Recently i was trying to stream live video captured by webcam over udp. The approach I took was to read one frame,send it over udp and read the data at receiver side and display it.
Now, I understand that sending data over udp/tcp results in fragmentation which happens at any random fashion depending on the MTU of the transport layer and the underlying IP protocol does not guarantee number of frames that will be delivered. Minimum MTU of any data layer is said to be 1500 bytes.
However, my each frame is of 1MB ( ~1048576 bytes). So considering data fragmentation at 1500 bytes a single frame might get fragmented and the receiver would then get ~ 700 packets (1048576/1500). Now the receiver needs to accumulate data of all these 700 packets for just one frame which involves additional processing. Is this something normal, 700 packets for just 1 frame data !!. If I want to keep frame rate at just 24fps, which means the receiver has to process 700*24 = 16800 packets/second, which does not seem to be feasible.

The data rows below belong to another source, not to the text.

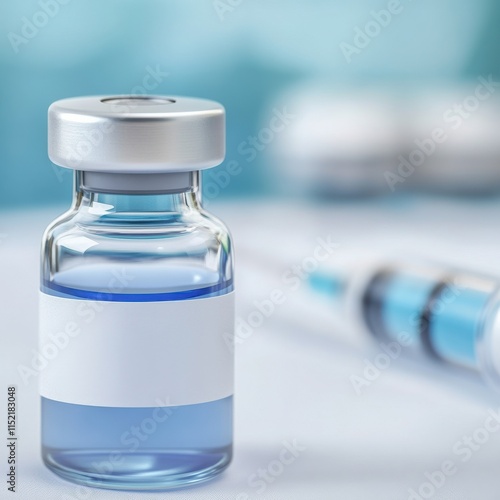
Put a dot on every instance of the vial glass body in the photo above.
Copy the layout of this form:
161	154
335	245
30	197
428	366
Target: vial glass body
122	251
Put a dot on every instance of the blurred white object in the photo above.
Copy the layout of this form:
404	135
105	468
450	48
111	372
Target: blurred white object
339	143
467	161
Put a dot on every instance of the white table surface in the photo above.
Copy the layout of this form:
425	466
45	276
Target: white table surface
293	373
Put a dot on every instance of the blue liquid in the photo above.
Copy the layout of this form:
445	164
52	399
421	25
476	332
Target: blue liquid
455	325
442	318
137	448
405	300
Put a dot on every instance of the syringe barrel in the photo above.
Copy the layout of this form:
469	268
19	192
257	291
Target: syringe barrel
445	314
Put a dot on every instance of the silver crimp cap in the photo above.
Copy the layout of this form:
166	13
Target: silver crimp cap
136	134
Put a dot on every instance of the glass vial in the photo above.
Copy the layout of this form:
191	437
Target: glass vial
137	301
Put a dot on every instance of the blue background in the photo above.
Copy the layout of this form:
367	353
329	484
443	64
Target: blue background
243	56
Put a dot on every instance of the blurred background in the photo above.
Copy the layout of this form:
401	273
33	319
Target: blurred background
372	124
362	80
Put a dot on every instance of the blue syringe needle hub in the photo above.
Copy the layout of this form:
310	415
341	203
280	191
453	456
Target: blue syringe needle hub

I want to understand how does another streaming websites work, they definitely don't process 16800 data packets/second. They would be using other streaming protocols like RTSP, however these are built on top of UDP/TCP, which means these protocol also needs to handle the fragmentation. These days streaming websites can deliver 4k video, and each frame size will be much bigger than 1MB but the MTU is still 1500 bytes. They must also be doing data-compression, but to what extent . Even if they somehow manage to reduce frame size by 50% (which also needs to be de-compressed at receiver side which means additional processing) they will still need to process ~8000 data packets/second for a low quality 24fps video. How do they handle it, how do they manage data fragmentation at these scales.